US security leaders urged lawmakers to reauthorize two key cyber laws, including a statute that facilitates private–public threat-intel sharing, before they expire at month end. The House Homeland Security Committee advanced both bills during a markup but limited time remains to enact them. Senior cybersecurity figures, including retired Rear Admiral Mark Montgomery, emphasized the need for close collaboration and information sharing to protect critical infrastructure from actors prepositioning destructive capabilities. The WIMWIG Act would extend the Cybersecurity Information Sharing Act of 2015 through 2035, reference AI, update statutory cross-references, and preserve the 16-sector list.
"The federal government needs to be able to collaborate closely and efficiently with the private sector to secure critical infrastructure against cyber actors attempting to preposition destructive capabilities in our systems," said retired US Navy Rear Admiral Mark Montgomery, who also serves as senior director of the Foundation for Defense of Democracies' Center on Cyber and Technology Innovation. "Core to collaboration is the ability to share information," he added.
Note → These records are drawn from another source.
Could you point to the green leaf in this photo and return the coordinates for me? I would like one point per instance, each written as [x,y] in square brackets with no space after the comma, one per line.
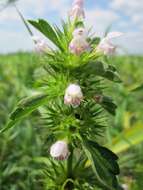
[109,105]
[25,107]
[45,28]
[104,164]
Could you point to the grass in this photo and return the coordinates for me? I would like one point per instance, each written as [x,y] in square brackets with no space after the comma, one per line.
[22,149]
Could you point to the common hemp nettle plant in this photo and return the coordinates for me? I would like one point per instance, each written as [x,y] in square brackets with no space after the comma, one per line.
[72,104]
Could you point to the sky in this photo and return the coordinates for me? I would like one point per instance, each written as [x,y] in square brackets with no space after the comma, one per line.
[122,15]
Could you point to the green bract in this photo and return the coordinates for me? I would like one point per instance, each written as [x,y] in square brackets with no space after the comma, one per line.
[82,127]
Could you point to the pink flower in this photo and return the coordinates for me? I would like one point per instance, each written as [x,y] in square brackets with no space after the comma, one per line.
[79,44]
[59,150]
[73,95]
[106,46]
[40,44]
[77,10]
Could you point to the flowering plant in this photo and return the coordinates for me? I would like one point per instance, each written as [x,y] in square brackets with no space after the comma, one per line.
[71,101]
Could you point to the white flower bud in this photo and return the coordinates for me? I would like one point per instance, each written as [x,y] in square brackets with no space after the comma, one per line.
[106,46]
[40,44]
[79,44]
[59,150]
[77,10]
[125,186]
[73,95]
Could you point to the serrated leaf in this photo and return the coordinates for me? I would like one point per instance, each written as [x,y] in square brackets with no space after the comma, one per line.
[25,107]
[104,164]
[45,28]
[109,105]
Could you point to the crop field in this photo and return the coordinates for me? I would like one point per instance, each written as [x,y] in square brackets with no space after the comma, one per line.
[23,154]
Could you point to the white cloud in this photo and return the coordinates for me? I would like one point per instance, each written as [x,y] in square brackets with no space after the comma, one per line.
[101,19]
[128,6]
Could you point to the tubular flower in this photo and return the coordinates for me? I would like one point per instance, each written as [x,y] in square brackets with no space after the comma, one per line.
[73,95]
[79,44]
[77,10]
[40,45]
[106,45]
[59,150]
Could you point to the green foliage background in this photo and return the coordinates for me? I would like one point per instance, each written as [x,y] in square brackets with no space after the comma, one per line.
[22,152]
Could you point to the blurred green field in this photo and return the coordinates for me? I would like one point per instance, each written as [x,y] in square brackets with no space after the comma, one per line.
[22,150]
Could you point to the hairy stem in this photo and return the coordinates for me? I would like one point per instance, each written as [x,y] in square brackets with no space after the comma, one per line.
[69,185]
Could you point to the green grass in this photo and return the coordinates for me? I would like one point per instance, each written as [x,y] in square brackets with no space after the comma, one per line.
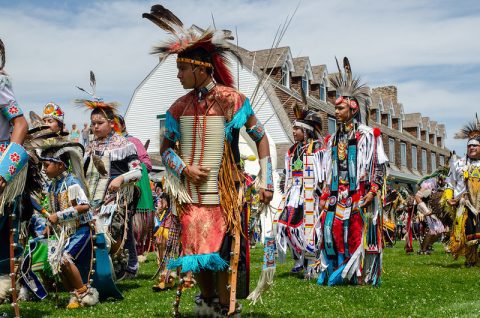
[412,286]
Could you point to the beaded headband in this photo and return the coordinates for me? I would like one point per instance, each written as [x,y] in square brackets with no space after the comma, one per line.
[190,61]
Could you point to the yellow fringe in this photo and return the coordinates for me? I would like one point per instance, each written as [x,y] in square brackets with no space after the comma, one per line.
[447,194]
[231,198]
[457,236]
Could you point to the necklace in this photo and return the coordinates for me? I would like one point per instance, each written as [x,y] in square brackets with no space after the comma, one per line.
[298,163]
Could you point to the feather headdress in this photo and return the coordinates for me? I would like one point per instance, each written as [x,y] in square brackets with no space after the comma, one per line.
[2,55]
[349,88]
[470,131]
[39,131]
[306,118]
[96,102]
[213,42]
[53,148]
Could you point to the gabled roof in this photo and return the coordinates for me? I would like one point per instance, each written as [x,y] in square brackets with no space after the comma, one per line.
[412,120]
[377,101]
[441,130]
[426,123]
[278,57]
[302,64]
[387,105]
[433,126]
[398,108]
[330,76]
[318,72]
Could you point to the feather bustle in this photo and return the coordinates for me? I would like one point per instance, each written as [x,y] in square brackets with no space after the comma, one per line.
[2,55]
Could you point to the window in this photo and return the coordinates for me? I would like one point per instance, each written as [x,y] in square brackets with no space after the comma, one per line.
[414,157]
[403,154]
[424,160]
[305,83]
[285,75]
[391,150]
[323,91]
[332,125]
[433,159]
[161,119]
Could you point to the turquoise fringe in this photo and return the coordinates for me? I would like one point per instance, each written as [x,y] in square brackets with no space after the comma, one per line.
[200,262]
[239,119]
[171,126]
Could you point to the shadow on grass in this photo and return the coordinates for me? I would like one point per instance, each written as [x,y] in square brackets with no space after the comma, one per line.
[26,313]
[191,315]
[127,285]
[290,275]
[450,265]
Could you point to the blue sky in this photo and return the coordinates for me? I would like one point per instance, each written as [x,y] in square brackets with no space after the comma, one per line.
[429,49]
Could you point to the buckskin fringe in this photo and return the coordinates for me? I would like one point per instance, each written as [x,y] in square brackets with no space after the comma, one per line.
[231,198]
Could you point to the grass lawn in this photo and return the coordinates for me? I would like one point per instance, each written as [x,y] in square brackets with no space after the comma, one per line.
[412,286]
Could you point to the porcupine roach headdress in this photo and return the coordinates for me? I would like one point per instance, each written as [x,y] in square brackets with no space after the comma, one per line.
[348,88]
[470,131]
[305,118]
[182,41]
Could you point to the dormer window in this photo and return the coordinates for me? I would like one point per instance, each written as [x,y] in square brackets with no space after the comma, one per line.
[323,90]
[305,83]
[286,75]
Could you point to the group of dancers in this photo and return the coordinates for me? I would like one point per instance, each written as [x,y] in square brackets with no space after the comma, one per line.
[73,209]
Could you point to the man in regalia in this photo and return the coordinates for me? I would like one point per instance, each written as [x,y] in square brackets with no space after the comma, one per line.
[200,152]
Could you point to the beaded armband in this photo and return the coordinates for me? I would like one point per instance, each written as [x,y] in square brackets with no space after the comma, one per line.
[173,162]
[67,215]
[374,188]
[325,195]
[448,193]
[13,159]
[132,175]
[257,131]
[266,173]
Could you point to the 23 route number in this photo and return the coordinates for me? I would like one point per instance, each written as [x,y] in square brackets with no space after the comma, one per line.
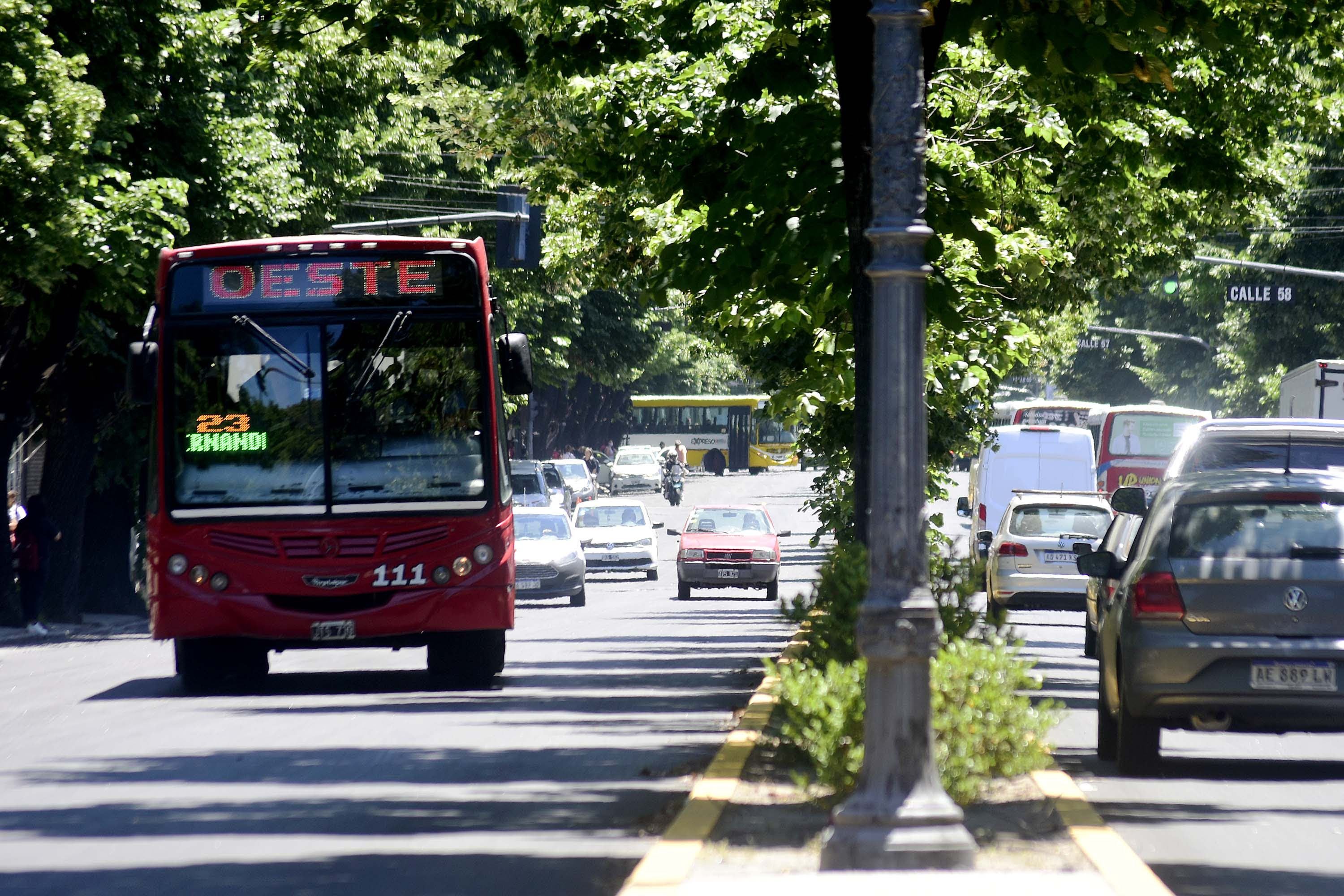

Montgomery's statement endorsed the Widespread Information Management for the Welfare of Infrastructure and Government ( WIMWIG) Act, and he was among nearly 20 senior cybersecurity figures to endorse this proposal. WIMWIG would extend for 10 years the Cybersecurity Information Sharing Act of 2015. This law, known as the "other CISA," is a voluntary, cyber-threat sharing program between the private sector and the federal government. It provides legal protections to private security firms to encourage researchers to share threat indicators they see with the feds.